CEO Fernando Araújo
CEO Fernando Araújo has warned that November 'could be dramatic' in Portugal's State health service, if a pay deal with doctors has not been reached. Image: Lusa

CEO hired to pull State health service together “could resign any day now”

Fernando Araújo’s ‘management structure’ has its hands tied

With Portugal’s State health system in complete disarray, the man whose expertise promised to ‘change everything’ is apparently ready to resign, in frustration.

Fernando Araújo was made CEO of a new tier of management exactly a year ago. The entity, made up of five ‘bodies’, was grandly christened the “Executive Direction of the SNS national health service” – and the country was geared up to expect ‘great things’.

Since then, the situation in the nation’s hospitals has lurched from bad to worse. No-one can remember the SNS health service being in the mess it is in today, with desperate shortages of well-qualified doctors, vital services closed and emergency services failing regularly.

And now it appears Mr Araújo has ‘had enough’ – largely because his hands have been tied since the outset.

The ‘statutes’ of the Executive Direction have not been approved. If this sounds dry and irrelevant, it may be the first, but it is certainly not the second. Without ‘statutes’, the entity has no ‘powers’. More importantly, without statutes, the entity has no money…

Talking on his regular commentary slot last night, SIC’s Sunday political personality Luís Marques Mendes, suggested the whole situation is ‘offensive’. How can one ‘hire’ someone to do a job, without giving him/ her the tools to do it?

Up till now, the press appears to have heard nothing from Mr Araújo. But stories today stress that fears he will “slam the door shut” on this challenging job are running through “the corridors of the ministry (of health)”.

Sources recognise the “enormous frustration”, says SIC Notícias, because the Executive Board “has the responsibility, but no team or instruments to solve the problems of the country’s health service”.

An example of this predicament is that Mr Araújo “does not even have a driver to transport him around the country”.

The same sources describe a team that is “completely exhausted”.

“They’re frying on a low heat,” said one.

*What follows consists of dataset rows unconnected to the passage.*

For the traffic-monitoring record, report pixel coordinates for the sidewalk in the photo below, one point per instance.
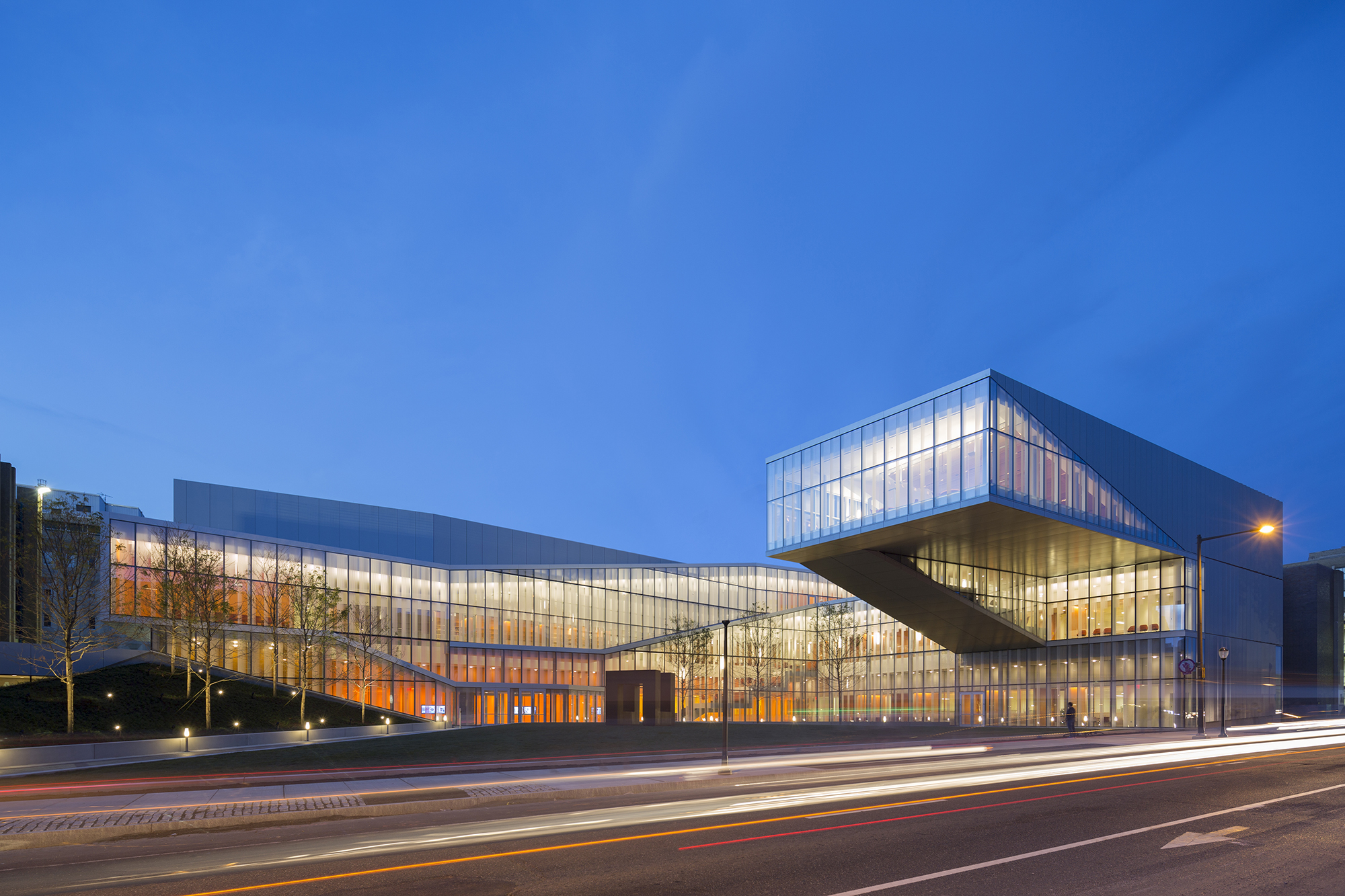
(426, 792)
(127, 814)
(32, 760)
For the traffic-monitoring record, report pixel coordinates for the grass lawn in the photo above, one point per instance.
(536, 741)
(147, 701)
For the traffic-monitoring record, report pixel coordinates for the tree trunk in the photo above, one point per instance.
(208, 686)
(303, 685)
(71, 696)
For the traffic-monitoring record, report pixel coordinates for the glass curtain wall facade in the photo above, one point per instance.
(843, 659)
(964, 444)
(477, 646)
(496, 646)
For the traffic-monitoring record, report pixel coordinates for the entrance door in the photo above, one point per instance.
(974, 708)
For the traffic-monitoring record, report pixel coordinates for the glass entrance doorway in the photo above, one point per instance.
(974, 708)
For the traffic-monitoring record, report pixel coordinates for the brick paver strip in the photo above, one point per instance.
(171, 814)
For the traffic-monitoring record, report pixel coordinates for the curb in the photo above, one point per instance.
(127, 831)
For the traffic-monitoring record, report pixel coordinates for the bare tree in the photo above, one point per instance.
(275, 583)
(315, 615)
(759, 646)
(69, 577)
(192, 600)
(688, 653)
(209, 610)
(367, 642)
(835, 647)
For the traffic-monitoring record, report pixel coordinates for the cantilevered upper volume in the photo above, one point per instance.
(930, 509)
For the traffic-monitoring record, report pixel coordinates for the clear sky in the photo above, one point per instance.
(579, 268)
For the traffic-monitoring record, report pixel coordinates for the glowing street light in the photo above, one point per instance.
(1223, 692)
(1265, 529)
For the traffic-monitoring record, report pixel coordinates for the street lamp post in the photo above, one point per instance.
(1223, 692)
(724, 700)
(1200, 618)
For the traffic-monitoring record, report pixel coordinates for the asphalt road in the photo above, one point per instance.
(1081, 821)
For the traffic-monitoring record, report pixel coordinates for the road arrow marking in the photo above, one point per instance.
(1191, 838)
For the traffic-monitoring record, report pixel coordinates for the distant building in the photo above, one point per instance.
(980, 555)
(1315, 633)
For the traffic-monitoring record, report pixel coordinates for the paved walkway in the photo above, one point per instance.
(116, 810)
(73, 813)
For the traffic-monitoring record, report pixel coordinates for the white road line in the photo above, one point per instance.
(1082, 842)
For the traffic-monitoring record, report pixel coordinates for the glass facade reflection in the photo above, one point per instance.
(964, 444)
(488, 645)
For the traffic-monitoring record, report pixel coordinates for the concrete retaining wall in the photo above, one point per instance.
(20, 759)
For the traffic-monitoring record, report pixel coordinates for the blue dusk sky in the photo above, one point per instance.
(579, 268)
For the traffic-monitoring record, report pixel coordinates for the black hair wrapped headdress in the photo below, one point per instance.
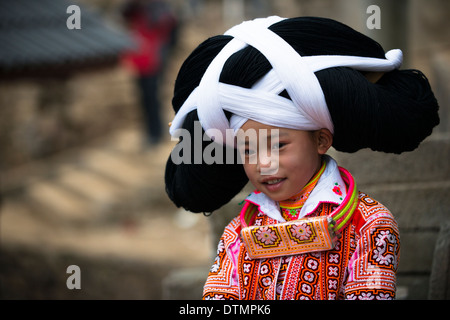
(303, 73)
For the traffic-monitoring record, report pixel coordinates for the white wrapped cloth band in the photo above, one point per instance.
(291, 72)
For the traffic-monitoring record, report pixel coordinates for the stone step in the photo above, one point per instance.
(58, 204)
(110, 164)
(419, 205)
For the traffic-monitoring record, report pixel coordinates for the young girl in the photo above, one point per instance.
(301, 85)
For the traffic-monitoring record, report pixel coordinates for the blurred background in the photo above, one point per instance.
(83, 147)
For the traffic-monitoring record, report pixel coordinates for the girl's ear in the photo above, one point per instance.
(324, 140)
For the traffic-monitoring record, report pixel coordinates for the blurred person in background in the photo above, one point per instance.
(153, 26)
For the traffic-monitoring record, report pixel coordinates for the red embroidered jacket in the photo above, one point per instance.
(362, 265)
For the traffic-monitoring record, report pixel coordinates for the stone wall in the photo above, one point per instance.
(42, 116)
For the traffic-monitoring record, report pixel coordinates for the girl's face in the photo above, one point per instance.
(282, 161)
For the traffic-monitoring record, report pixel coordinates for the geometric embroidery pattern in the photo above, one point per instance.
(289, 238)
(361, 265)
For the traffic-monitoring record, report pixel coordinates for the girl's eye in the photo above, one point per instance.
(249, 152)
(278, 145)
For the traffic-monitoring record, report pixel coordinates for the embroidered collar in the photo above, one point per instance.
(330, 189)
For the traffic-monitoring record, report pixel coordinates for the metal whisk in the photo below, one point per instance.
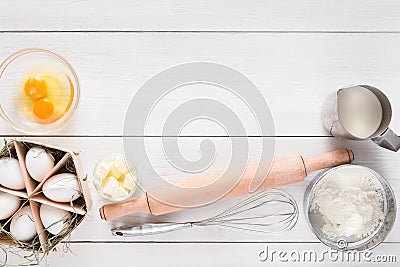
(272, 212)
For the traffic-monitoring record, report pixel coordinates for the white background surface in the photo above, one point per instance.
(296, 52)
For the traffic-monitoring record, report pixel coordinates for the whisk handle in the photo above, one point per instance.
(149, 229)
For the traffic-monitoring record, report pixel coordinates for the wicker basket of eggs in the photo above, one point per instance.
(43, 195)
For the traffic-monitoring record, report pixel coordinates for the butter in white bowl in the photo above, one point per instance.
(114, 179)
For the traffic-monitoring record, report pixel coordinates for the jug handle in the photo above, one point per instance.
(388, 140)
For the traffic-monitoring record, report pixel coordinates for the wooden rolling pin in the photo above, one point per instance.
(283, 171)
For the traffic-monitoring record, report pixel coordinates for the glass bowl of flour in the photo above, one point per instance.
(350, 207)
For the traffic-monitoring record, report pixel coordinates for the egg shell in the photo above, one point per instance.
(54, 220)
(62, 187)
(22, 225)
(10, 174)
(38, 163)
(9, 204)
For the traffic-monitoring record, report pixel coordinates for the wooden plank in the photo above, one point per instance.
(220, 254)
(294, 72)
(92, 149)
(225, 15)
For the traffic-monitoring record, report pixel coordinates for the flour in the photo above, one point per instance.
(350, 201)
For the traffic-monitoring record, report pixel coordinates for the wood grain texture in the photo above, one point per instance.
(294, 72)
(295, 52)
(197, 15)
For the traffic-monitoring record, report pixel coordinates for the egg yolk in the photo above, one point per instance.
(35, 88)
(43, 108)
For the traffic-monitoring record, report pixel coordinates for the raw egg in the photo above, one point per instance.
(56, 221)
(47, 96)
(35, 88)
(9, 204)
(39, 163)
(62, 187)
(11, 174)
(23, 226)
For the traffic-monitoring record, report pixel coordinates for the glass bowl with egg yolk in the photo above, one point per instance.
(39, 91)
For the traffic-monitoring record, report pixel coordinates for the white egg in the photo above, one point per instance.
(54, 220)
(62, 187)
(9, 204)
(23, 225)
(10, 174)
(38, 163)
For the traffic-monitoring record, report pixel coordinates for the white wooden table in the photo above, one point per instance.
(296, 52)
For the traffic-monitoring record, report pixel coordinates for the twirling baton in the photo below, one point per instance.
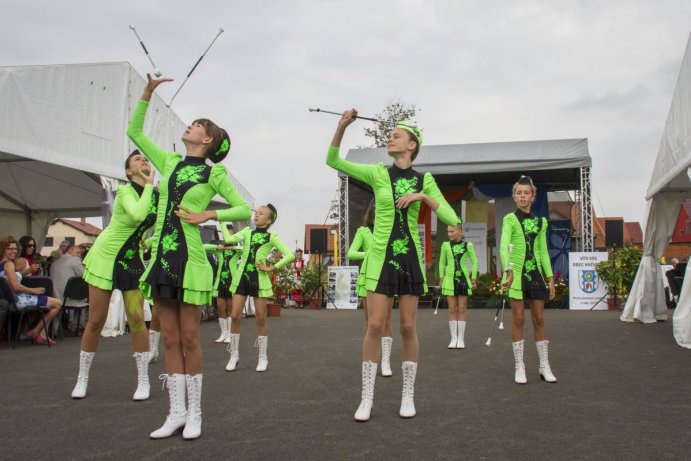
(371, 119)
(220, 31)
(157, 72)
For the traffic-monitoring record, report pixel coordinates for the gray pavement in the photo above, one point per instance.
(624, 392)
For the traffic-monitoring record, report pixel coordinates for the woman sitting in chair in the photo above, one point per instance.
(27, 297)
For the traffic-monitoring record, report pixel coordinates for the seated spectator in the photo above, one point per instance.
(26, 297)
(29, 261)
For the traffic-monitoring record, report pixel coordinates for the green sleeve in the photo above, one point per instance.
(135, 206)
(222, 184)
(473, 260)
(288, 256)
(542, 250)
(354, 252)
(237, 237)
(506, 236)
(157, 155)
(444, 212)
(442, 259)
(364, 173)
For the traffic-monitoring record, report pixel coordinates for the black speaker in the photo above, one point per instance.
(614, 233)
(318, 241)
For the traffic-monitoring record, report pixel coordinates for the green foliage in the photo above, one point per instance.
(395, 112)
(620, 270)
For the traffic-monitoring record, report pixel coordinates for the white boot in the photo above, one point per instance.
(386, 344)
(262, 343)
(229, 321)
(461, 335)
(234, 349)
(143, 387)
(85, 359)
(224, 331)
(154, 336)
(193, 425)
(177, 414)
(369, 373)
(453, 328)
(545, 371)
(519, 377)
(407, 402)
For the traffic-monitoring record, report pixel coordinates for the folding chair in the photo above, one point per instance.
(78, 291)
(7, 293)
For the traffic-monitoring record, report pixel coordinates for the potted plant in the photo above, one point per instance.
(618, 272)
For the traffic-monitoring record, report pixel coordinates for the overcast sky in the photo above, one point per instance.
(481, 71)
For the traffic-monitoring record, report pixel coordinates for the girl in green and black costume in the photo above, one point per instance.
(358, 252)
(525, 279)
(227, 258)
(394, 260)
(114, 263)
(179, 277)
(253, 279)
(456, 282)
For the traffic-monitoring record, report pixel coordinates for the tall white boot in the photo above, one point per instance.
(224, 330)
(143, 387)
(545, 371)
(229, 322)
(460, 344)
(453, 328)
(369, 373)
(407, 402)
(154, 337)
(193, 425)
(519, 376)
(234, 349)
(262, 343)
(386, 344)
(85, 359)
(177, 414)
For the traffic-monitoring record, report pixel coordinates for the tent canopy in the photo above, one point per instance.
(63, 127)
(669, 186)
(555, 163)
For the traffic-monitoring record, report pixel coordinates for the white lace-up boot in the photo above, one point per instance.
(453, 328)
(262, 343)
(519, 377)
(369, 374)
(460, 344)
(154, 337)
(85, 359)
(177, 414)
(234, 349)
(545, 371)
(193, 425)
(143, 387)
(407, 402)
(386, 344)
(224, 331)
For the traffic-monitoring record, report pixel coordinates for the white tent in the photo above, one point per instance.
(669, 185)
(63, 138)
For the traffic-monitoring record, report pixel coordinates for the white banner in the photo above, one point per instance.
(476, 233)
(342, 287)
(585, 287)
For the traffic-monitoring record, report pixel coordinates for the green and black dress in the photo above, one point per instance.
(179, 268)
(395, 264)
(115, 261)
(530, 258)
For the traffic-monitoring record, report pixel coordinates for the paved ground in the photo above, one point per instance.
(624, 392)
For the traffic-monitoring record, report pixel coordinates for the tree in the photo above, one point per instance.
(395, 112)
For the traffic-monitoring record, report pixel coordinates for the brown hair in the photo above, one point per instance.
(5, 242)
(368, 218)
(212, 130)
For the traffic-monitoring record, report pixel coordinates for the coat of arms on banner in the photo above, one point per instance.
(588, 281)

SIC concludes that all the sources it has spoken to insist that “political powers have reason to be concerned”.

To be fair, political powers have so many issues in the country’s health service that approving a bunch of statutes is possibly the least of their problems.

Now that this ‘possibility’ that the ‘wonder’ CEO is considering leaving has been planted firmly in the press, it remains to be seen if Mr Araújo actually jumps ship – or if statutes miraculously appear, giving him the autonomy his board so desperately requires.

It should be mentioned that decisions by the executive board this far have caused a great deal of angst in certain quarters, even without the back-up of statutory power.